Ese es el núcleo espacial de referencias de una compleja red de relaciones que vinculan a Rosales y Lorca en su común origen granadino, en su amistad y en el peso de la calumnia sobre el asesinato de Federico que Rosales soportó a lo largo de su vida.
Nueva York, pues, vertebra este libro de Antonio Hernández y vincula a los dos poetas como la gran ciudad real y como el espacio metafórico al que Lorca dedicó su mejor libro y en el que Luis Rosales pensaba centrar su trilogía.
Heredero de ese proyecto, Antonio Hernández organiza Nueva York después de muerto también como una trilogía en la que se suceden y se confunden ordenadamente en la muerte esos tres vértices, porque Luis Rosales es aquí ya emoción de otra sangre, ya / parte confederada, parte de Federico y está ya en Nueva York, después de muerto. / ¿Después de muerto quién, él, Federico, / Nueva York muerta?
Como antes para Lorca, para Luis Rosales Nueva York representaba “la mecanización, el automatismo de la vida, la desigualdad entre las distintas razas, el imparable avance del mestizaje... y, obviamente, Federico.”
Pero Rosales, que arrastró la cruz de la calumnia que denunció en un libro valiente Félix Grande, fue también dueño de un ruiseñor angustiado que canta y vuela en estas páginas y se levanta por encima de un país lleno de ratas y telarañas, porque en la herida con sal de la calumnia el tiro más letal / lo da la cobardía.
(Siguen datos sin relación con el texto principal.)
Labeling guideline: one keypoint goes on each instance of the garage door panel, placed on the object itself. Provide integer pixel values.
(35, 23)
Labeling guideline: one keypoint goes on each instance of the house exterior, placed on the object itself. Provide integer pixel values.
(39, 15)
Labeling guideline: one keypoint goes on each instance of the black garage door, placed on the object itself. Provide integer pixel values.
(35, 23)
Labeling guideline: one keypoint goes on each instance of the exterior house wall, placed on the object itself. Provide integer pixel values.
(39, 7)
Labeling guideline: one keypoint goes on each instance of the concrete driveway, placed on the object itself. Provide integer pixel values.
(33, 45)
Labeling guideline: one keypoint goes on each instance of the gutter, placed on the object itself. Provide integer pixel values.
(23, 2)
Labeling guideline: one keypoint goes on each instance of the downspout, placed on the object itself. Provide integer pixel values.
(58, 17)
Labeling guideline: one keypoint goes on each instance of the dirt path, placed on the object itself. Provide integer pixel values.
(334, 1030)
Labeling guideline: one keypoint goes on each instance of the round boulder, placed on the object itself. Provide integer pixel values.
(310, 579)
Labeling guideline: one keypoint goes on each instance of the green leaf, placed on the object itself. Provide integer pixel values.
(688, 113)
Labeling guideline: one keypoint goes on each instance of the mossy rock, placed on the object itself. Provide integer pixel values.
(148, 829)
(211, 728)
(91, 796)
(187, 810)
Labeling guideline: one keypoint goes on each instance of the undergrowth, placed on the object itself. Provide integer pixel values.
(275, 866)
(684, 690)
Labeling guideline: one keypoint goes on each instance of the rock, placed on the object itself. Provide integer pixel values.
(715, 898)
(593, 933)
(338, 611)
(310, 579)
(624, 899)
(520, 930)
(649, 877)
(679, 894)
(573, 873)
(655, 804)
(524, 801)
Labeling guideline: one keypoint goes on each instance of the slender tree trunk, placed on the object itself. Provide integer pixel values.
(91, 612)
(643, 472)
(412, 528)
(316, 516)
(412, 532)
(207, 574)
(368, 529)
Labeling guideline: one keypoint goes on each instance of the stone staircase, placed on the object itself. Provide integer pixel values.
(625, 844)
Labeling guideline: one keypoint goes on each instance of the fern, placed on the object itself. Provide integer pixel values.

Mata a quien lo recibe / y al tiempo ha de matar al que apretó el gatillo.”
Antonio Hernández se atreve brillantemente en estos textos a impostar la voz de Rosales “y la siempre vigorosa de Federico en unos apócrifos, si osados, voluntariosos, como homenaje a cada uno de sus libros.”
Y así estos poemas rastrean las huellas del amor, del dolor, de la pena y rompen aquel silencio universal del miedo con la urgencia de sus versos desobedientes, con la evocación de los obuses de oro en la lengua y las prosopopeyas doctas de Rosales.
Desde las costas colombinas a la falda rebelde de Marilyn hay un camino de sueños que pasan por Poe y por Whitman, por Twain y por Eliot, por el jazz y las grandes avenidas. Y en ese viaje sin regreso discurre también una larga conversación que recorre el itinerario estético y sentimental que va de Juan Ramón a Paca Aguirre, de Machado a Onetti, de Vallejo a Félix Grande en una navegación por la poesía, el recuerdo y el coñac Peinado, en una evocación del náufrago metódico mientras “entre la noche y la alta madrugada, / se entreteje la sombra de la muerte.”
Y el lector no sabría decir si Antonio Hernández, que no renuncia en algunos momentos a sumar ironía y emoción en una mezcla explosiva, ha cedido discipularmente la palabra a los dos maestros para que resuman su conciencia moral y su dicción poética, o si han sido ellos los que han invadido estas páginas con sus voces poderosas e inconfundibles para habitar uno de los libros más intensos y potentes de Antonio Hernández, probablemente también el más arriesgado de toda la trayectoria de un poeta que une como pocos conciencia del lenguaje y conciencia ética. Un poeta a quemarropa que es ingenuo y cabal y sabe estremecerse.